Influence of plasma fluctuation on the electronic structures and electron collisional excitation and ionization processes

Abstract

Studies demonstrated significant discrepancies between the experimental observations of Stillman et al. [Phys. Rev. E 95, 063,204 (2017)] and almost all recent state-of-the art theoretical predictions for the He-α (1s2p→1s2) line shift of Al11+ ions placed in a hot dense plasma environment. Here, we suggest a new distorted wave method to determine the electronic structure and collision dynamics of highly stripped ions placed in plasmas. The method incorporating the plasma fluctuation, which yields modification term to the calculation of the central-field potential, is applied to the above problem. By adjusting the parameter q, which characterizes the intensity of the plasma fluctuation, we reproduce the experimental line shifts well over the whole range (of temperature and density) measured.

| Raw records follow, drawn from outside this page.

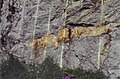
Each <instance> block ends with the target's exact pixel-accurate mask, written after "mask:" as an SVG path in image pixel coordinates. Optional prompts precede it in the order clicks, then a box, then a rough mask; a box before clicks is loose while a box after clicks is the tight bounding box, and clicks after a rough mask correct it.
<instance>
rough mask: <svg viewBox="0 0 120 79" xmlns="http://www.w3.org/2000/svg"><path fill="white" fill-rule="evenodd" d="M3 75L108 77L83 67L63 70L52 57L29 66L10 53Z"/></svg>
mask: <svg viewBox="0 0 120 79" xmlns="http://www.w3.org/2000/svg"><path fill="white" fill-rule="evenodd" d="M66 74H67V75H66ZM68 75H72V76H74V78H70V76H68ZM1 76H2V77H1V79H107V78H106V76H105V75H104V74H103V73H102V72H101V71H96V72H92V71H85V70H83V69H82V68H77V69H65V70H62V69H60V68H59V67H58V65H57V64H54V63H53V60H52V59H51V58H50V57H48V58H47V59H46V60H45V61H44V62H43V63H42V64H41V65H29V66H27V65H25V64H21V62H19V61H18V60H17V59H16V58H14V57H13V55H10V58H9V60H8V61H6V62H3V63H2V65H1ZM65 76H68V77H65ZM118 79H119V78H118Z"/></svg>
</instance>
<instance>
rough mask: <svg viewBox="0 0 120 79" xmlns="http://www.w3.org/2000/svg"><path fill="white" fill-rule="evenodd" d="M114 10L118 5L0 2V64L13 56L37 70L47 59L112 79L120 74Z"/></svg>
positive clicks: (5, 1) (113, 78)
mask: <svg viewBox="0 0 120 79" xmlns="http://www.w3.org/2000/svg"><path fill="white" fill-rule="evenodd" d="M66 5H67V6H66ZM119 5H120V0H105V1H104V2H103V3H102V2H101V0H81V1H79V0H69V1H68V3H67V1H63V0H40V1H39V0H38V1H37V0H0V33H1V34H0V43H1V44H0V48H1V49H0V59H1V60H6V59H7V58H8V54H13V55H14V56H15V57H17V58H18V59H19V60H20V61H25V62H26V64H31V63H32V64H33V63H34V64H38V63H39V64H41V63H42V62H43V61H44V60H45V58H47V57H48V56H50V57H52V58H53V60H54V62H55V63H58V64H60V66H61V65H62V67H65V68H77V67H83V69H86V70H87V69H92V70H97V69H98V68H99V67H100V69H102V70H103V71H104V72H105V73H106V75H109V76H110V77H111V79H114V78H116V77H117V76H119V74H120V72H119V71H120V70H119V69H120V57H119V56H120V54H119V51H120V46H119V45H120V39H119V34H120V31H119V30H120V29H119V27H117V26H120V20H119V19H120V16H119V14H120V11H119V10H120V6H119ZM65 16H66V17H65ZM101 23H102V24H101ZM113 23H115V24H117V25H116V28H113V27H112V26H114V25H112V24H113ZM105 26H108V28H110V29H108V28H107V30H104V29H103V28H105ZM102 27H103V28H102ZM64 28H66V29H65V30H61V29H64ZM77 28H78V29H77ZM83 28H85V29H83ZM95 28H97V29H95ZM76 29H77V30H76ZM82 29H83V30H82ZM86 29H89V30H86ZM105 29H106V28H105ZM81 30H82V31H81ZM101 30H104V32H103V33H101ZM98 32H100V33H98ZM90 33H92V34H90ZM97 33H98V34H97ZM82 34H83V35H82ZM93 34H94V35H93ZM45 35H53V36H51V37H49V38H48V37H45V38H44V36H45ZM72 35H73V36H72ZM39 39H40V40H39ZM33 40H38V41H41V42H37V43H35V41H33ZM48 40H49V41H51V42H50V45H47V44H49V43H48ZM33 45H34V46H35V47H33ZM38 45H40V46H39V47H38ZM62 53H63V54H62ZM99 53H100V55H99ZM61 56H62V57H61ZM99 59H100V61H98V60H99ZM61 62H62V63H61ZM99 63H100V66H99Z"/></svg>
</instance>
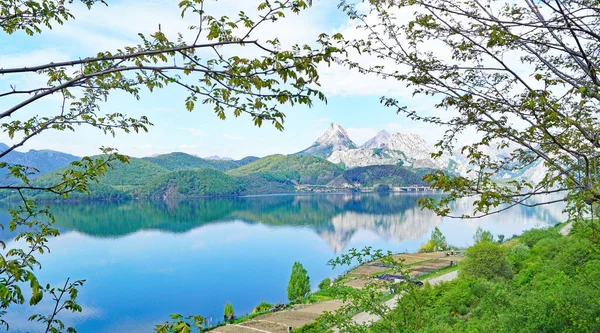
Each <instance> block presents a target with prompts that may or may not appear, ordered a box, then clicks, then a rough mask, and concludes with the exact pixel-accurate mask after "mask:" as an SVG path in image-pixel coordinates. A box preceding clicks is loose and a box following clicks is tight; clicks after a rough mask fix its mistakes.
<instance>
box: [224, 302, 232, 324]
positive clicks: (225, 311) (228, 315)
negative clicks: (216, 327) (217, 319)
mask: <svg viewBox="0 0 600 333" xmlns="http://www.w3.org/2000/svg"><path fill="white" fill-rule="evenodd" d="M223 318H224V319H225V321H226V322H230V321H233V319H235V313H234V312H233V305H232V304H231V303H230V302H227V304H225V308H224V309H223Z"/></svg>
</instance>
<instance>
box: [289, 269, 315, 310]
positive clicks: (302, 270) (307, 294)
mask: <svg viewBox="0 0 600 333" xmlns="http://www.w3.org/2000/svg"><path fill="white" fill-rule="evenodd" d="M287 291H288V299H289V300H290V301H291V302H296V301H299V300H301V299H303V298H304V297H306V295H308V293H310V278H309V277H308V273H307V272H306V269H304V266H302V264H301V263H299V262H295V263H294V266H292V274H291V275H290V282H289V283H288V290H287Z"/></svg>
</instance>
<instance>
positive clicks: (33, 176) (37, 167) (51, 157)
mask: <svg viewBox="0 0 600 333" xmlns="http://www.w3.org/2000/svg"><path fill="white" fill-rule="evenodd" d="M9 148H10V147H9V146H7V145H6V144H4V143H0V152H5V151H7V150H8V149H9ZM80 159H81V158H80V157H78V156H75V155H71V154H67V153H62V152H59V151H54V150H46V149H44V150H34V149H30V150H29V151H28V152H20V151H16V150H13V151H11V152H10V153H8V154H6V156H4V157H2V162H6V163H8V164H19V165H24V166H27V167H30V168H33V169H36V170H38V172H37V173H36V174H35V175H33V177H37V176H39V175H43V174H45V173H47V172H50V171H53V170H56V169H59V168H62V167H65V166H67V165H69V164H70V163H71V162H73V161H77V160H80ZM15 181H16V180H15V179H14V178H12V179H11V178H9V177H8V170H7V169H2V170H0V184H9V183H14V182H15Z"/></svg>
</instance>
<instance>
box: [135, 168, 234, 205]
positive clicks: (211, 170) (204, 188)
mask: <svg viewBox="0 0 600 333" xmlns="http://www.w3.org/2000/svg"><path fill="white" fill-rule="evenodd" d="M242 190H243V187H242V184H241V182H240V181H239V180H238V179H236V178H235V177H232V176H229V175H226V174H224V173H222V172H220V171H218V170H213V169H200V170H184V171H176V172H170V173H167V174H163V175H160V176H158V177H156V178H154V179H152V180H150V181H149V182H148V183H147V184H146V185H144V186H143V187H142V188H140V190H139V195H141V196H147V197H160V198H178V197H201V196H226V195H239V194H241V192H242Z"/></svg>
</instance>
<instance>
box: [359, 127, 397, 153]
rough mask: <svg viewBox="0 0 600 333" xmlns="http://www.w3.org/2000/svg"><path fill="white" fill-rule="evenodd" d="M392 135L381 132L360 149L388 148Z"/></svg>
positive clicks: (389, 132)
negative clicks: (388, 142) (388, 145)
mask: <svg viewBox="0 0 600 333" xmlns="http://www.w3.org/2000/svg"><path fill="white" fill-rule="evenodd" d="M391 136H392V135H391V134H390V132H388V131H386V130H381V131H379V133H377V135H375V137H373V138H372V139H371V140H369V141H367V142H365V143H364V144H363V145H362V146H360V148H363V149H378V148H387V145H388V141H389V140H390V137H391Z"/></svg>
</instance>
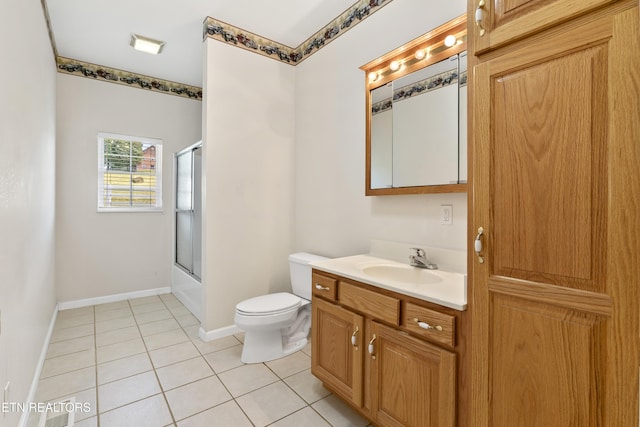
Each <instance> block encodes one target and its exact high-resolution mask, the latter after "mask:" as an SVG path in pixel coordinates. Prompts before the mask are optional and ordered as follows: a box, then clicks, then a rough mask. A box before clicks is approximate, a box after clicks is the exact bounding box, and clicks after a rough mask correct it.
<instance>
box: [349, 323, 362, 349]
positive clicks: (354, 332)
mask: <svg viewBox="0 0 640 427" xmlns="http://www.w3.org/2000/svg"><path fill="white" fill-rule="evenodd" d="M359 331H360V329H359V328H358V327H357V326H356V330H355V331H353V334H351V345H352V346H354V347H355V348H356V350H357V349H358V332H359Z"/></svg>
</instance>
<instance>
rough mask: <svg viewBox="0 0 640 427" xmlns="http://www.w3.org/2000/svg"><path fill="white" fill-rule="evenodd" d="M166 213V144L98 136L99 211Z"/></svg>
mask: <svg viewBox="0 0 640 427" xmlns="http://www.w3.org/2000/svg"><path fill="white" fill-rule="evenodd" d="M149 210H156V211H159V210H162V141H161V140H159V139H150V138H139V137H135V136H126V135H115V134H108V133H100V134H98V211H100V212H118V211H128V212H130V211H149Z"/></svg>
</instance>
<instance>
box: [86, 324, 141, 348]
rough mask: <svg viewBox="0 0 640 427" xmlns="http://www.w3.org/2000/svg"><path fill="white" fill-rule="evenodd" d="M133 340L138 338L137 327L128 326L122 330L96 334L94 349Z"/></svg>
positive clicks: (111, 331)
mask: <svg viewBox="0 0 640 427" xmlns="http://www.w3.org/2000/svg"><path fill="white" fill-rule="evenodd" d="M135 338H140V331H139V330H138V327H137V326H128V327H126V328H122V329H114V330H112V331H107V332H100V333H98V334H96V347H104V346H105V345H110V344H115V343H119V342H124V341H129V340H132V339H135Z"/></svg>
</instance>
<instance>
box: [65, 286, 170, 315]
mask: <svg viewBox="0 0 640 427" xmlns="http://www.w3.org/2000/svg"><path fill="white" fill-rule="evenodd" d="M169 293H171V287H169V286H167V287H166V288H155V289H145V290H144V291H135V292H126V293H123V294H115V295H107V296H103V297H95V298H87V299H81V300H74V301H63V302H59V303H58V310H69V309H71V308H81V307H88V306H90V305H98V304H106V303H108V302H117V301H124V300H128V299H134V298H143V297H150V296H154V295H162V294H169Z"/></svg>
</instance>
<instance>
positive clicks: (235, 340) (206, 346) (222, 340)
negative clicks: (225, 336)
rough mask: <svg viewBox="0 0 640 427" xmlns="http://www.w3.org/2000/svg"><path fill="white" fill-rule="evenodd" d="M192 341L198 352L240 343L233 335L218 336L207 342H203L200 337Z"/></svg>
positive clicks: (209, 350) (226, 346)
mask: <svg viewBox="0 0 640 427" xmlns="http://www.w3.org/2000/svg"><path fill="white" fill-rule="evenodd" d="M193 343H194V344H195V346H196V347H198V350H200V353H202V354H207V353H213V352H214V351H220V350H224V349H225V348H229V347H233V346H236V345H238V344H239V343H240V341H238V340H237V339H236V338H235V337H234V336H229V337H224V338H219V339H217V340H212V341H208V342H204V341H202V340H201V339H199V338H198V339H197V340H193Z"/></svg>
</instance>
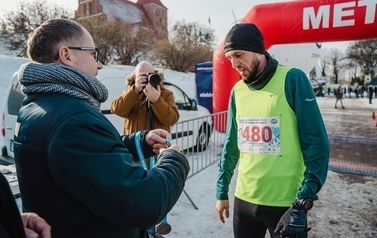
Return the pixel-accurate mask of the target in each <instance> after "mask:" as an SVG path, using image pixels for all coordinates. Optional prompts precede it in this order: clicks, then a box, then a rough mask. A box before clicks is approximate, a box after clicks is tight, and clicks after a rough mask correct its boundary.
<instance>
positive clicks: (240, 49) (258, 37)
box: [224, 23, 265, 54]
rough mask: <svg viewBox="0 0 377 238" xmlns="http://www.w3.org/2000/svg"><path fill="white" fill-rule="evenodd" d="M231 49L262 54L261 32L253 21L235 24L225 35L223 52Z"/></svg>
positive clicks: (230, 50) (264, 49)
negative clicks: (251, 21) (251, 22)
mask: <svg viewBox="0 0 377 238" xmlns="http://www.w3.org/2000/svg"><path fill="white" fill-rule="evenodd" d="M231 50H247V51H252V52H255V53H260V54H264V53H265V49H264V40H263V35H262V32H260V30H259V29H258V27H257V26H256V25H254V24H253V23H240V24H236V25H234V26H233V27H232V29H230V31H229V32H228V34H227V35H226V37H225V41H224V52H225V53H226V52H228V51H231Z"/></svg>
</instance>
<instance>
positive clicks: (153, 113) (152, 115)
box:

In addition, we perform a calculation by incorporating the screened potential of Stanton and Murillo [Phys. Rev. E 91, 033,104 (2015)] and the current results (from ab-initio calculations) are in much better agreement with the experimental data than most previous theoretical results. Finally, we perform the calculation of electron collisional excitation and ionisation dynamic processes, where the continuous electron wave function is obtained by numerically solving the modified coupled Dirac equation. A careful investigation of the effect of plasma fluctuation on the integrated cross sections is made. The present work not only leads to further stimulation of the development of shielding models in extreme conditions, but also has important applications in laboratory and space plasmas.